To figure out the best birding club for you, try Facebook or a Google search to find your area or state's birding club. You can also give your local Audubon chapter a try.
Explore Your State
As mentioned, getting outside of your backyard or neighborhood opens up your birding possibilities tremendously. The same goes for getting outside of your city and county. Look into what your state (or those next door) has to offer in terms of bird watching.
You can learn more through online research and your birding club, should you choose to join one. There also tools like Cornell's BirdCast that allow you to track bird migration forecasts in real-time! All in all, there are excellent resources nowadays that enable you to make the most out of what your state has to offer.
Visit A Bird Sanctuary Or Join A Bird Tour
Whether you go by yourself, with a friend or partner, or as a group (e.g., with a birding club), bird sanctuary visits can be an exhilarating experience as a birdwatcher, exposing you to countless species that you've never before had the pleasure of witnessing.
National wildlife refuges and national and state parks can also be excellent birding locations. Some simple Google searching or conversing with fellow bird enthusiasts in your area should enable you to locate places worth visiting both quickly and easily.
Ethical Bird Watching
While birding is a relatively easy and accessible hobby, you need to respect the basic tenets of birding ethics, which help protect birds and their habitats. Some initial considerations include:
Respect birds and avoid causing them stress and anxiety. Be mindful of how close you get to them, particularly when they're in their nests. Never deliberately harm or seek to change the behavior of a bird, even by something that seems as innocuous as causing one to take flight.

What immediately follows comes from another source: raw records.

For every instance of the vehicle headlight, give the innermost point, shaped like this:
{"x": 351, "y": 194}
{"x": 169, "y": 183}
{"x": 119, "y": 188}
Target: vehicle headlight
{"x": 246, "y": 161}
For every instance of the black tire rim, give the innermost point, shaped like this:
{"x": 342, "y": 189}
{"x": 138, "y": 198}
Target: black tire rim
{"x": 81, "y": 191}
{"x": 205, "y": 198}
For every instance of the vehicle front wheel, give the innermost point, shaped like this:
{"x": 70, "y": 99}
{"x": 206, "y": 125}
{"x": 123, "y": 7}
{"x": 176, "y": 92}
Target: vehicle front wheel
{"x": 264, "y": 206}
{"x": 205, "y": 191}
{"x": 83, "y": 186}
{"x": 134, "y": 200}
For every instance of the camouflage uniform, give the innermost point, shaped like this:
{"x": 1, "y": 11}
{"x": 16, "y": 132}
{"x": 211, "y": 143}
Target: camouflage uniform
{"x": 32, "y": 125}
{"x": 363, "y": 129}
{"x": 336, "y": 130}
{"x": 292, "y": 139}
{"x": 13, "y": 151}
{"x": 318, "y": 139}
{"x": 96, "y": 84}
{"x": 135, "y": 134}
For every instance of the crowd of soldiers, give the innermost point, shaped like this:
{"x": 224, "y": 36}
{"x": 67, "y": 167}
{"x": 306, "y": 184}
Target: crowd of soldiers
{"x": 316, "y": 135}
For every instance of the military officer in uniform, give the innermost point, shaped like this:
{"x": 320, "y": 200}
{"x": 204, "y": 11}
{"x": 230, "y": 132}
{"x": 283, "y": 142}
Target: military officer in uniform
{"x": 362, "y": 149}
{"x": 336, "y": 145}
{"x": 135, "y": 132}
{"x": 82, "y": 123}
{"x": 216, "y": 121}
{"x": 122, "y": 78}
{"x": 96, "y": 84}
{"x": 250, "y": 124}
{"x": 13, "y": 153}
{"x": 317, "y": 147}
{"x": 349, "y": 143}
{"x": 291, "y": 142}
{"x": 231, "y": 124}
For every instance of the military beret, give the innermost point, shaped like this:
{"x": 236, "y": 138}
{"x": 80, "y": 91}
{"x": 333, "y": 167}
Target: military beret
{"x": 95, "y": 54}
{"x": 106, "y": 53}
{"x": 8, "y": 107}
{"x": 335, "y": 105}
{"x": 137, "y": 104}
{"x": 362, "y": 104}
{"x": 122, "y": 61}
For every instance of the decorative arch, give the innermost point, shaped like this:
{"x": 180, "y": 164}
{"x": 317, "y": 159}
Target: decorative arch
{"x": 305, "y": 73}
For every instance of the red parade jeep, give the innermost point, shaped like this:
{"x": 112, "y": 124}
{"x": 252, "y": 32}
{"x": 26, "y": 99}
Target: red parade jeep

Respect and promote the environment. Support conservation efforts in your local area and throughout the country. Signing your support for protecting temporary wetlands may only take a minute of your day but can ensure that migratory species continue to flourish for future generations.
Respect the birding community and help it to flourish. Do your part to uphold the reputation of the birders everywhere by following local laws and regulations when on public property and respecting the privacy of private landowners.
Being an ethical birdwatcher means recognizing that you are joining a wonderful and supportive community devoted to the welfare of birds. For further tips and considerations on how to be an ethical birder, bird photographer, or bird videographer, consult the National Audubon Society and the American Birding Association.
Birding is truly a wonderful pastime that will help you benefit from being outdoors and gain an increasing appreciation for nature and its creatures. You can also contribute important data through projects such as eBird, which enable you to share your sightings and potentially benefit others, including ornithologists (bird specialists) and other natural scientists.
We hope this guide has been helpful to you as you get started with bird watching or work on leveling up with this gratifying, nature-centric hobby. Happy birding!